Acho que aprendi lendo Walter Benjamin (e os franfurtianos daquela primeira geração) que não devemos acreditar nas promessas que nos foram feitas pela Modernidade, promessas de realização da utopia, da liberdade, da autoconsciência, do fim da dominação e da exploração, enfim, da "humanização" do homem. "Todo ato da cultura é um ato da barbárie!", dizia Benjamin, num conhecido aforisma. Isso significa que aquela ideia de um pertencimento, pela RAZÃO, a um comunidade chamada de HUMANIDADE, gerou desastrosas formas de extermínio, colonização, aniquilação do outro "diferente": basta pensar nas formas da inefável violência - em nome da "civilização", naquele Congo de Leopoldo III!- retratadas por Conrad em "No coração das trevas".

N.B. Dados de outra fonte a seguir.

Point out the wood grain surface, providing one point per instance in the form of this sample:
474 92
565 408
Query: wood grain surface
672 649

Aprendida essa lição benjaminiana, não posso acreditar que as formas do identitarismo cultural, tão em voga, possam produzir patamares de libertação mais elevados ou graus de autoconsciência superiores e, assim, livrar seus militantes das formas insidiosas de opressão e de violência estrutural e simbólica: toda política identitária é excludente (numa época em que são os próprios excluídos que lutam por políticas inclusivas!), por que ela precisa produzir um NÓS agregador e um ELES que precisam ser combatidos em nome da afirmação de uma determinada subjetividade coletiva: todo processo de subjetivação identitária precisa fabricar seu inimigo, imaginário ou real.

É aqui onde a crítica ao "universalismo" produzido pelo Iluminismo europeu atinge seu paroxismo. E isso trará consequências que não são apenas a autoafirmação e a visibilidade de grupos historicamente oprimidos. Um dialeta - desses que pululam em nossas Humanidades- diria que "toda liberdade traz em seu seio o germe de sua própria destruição".

Sugiro, na continuidade desse artigo, uma rápida digressão.

Quando Arthur de Gobineau (1816-1882), que serviu aqui no corpo diplomático francês no Segundo Império, publicou o seu "Estudo sobre as desigualdades de raça", uma de suas teses centrais, em relação aos negros, era de que estes eram incapazes cognitivamente de ultrapassar o particular das coisas concretas para a abstração do universal (Matemática, Filosofia, Ciência...), e apresentava a "prova": "Apontem-me onde está o Charles Baudelaire africano!". Ora, a escola republicana clássica queria exatamente isso: que seus egressos saíssem de seu paroquialismo cultural, do localismo de suas crenças, religiosas ou outras, para alcançar níveis de universalidade da "razão" que os tornariam mais "humanos", participantes de uma "raça" única! Essa ideia, como sugerimos, produziu as formas mais violentas de imperialismo, colonialismo, extermínio, etnocídio..., mas foram essas ideias que permitiram a existência de coisas como os Direitos Universais, Direitos Humanos e até mesmo a de "cidadania planetária", esses mesmos Direitos Humanos que, nesse momento estão sendo clamados pelos negros, pobres, trabalhadores e favelados massacrados pelo governador Cláudio Castro!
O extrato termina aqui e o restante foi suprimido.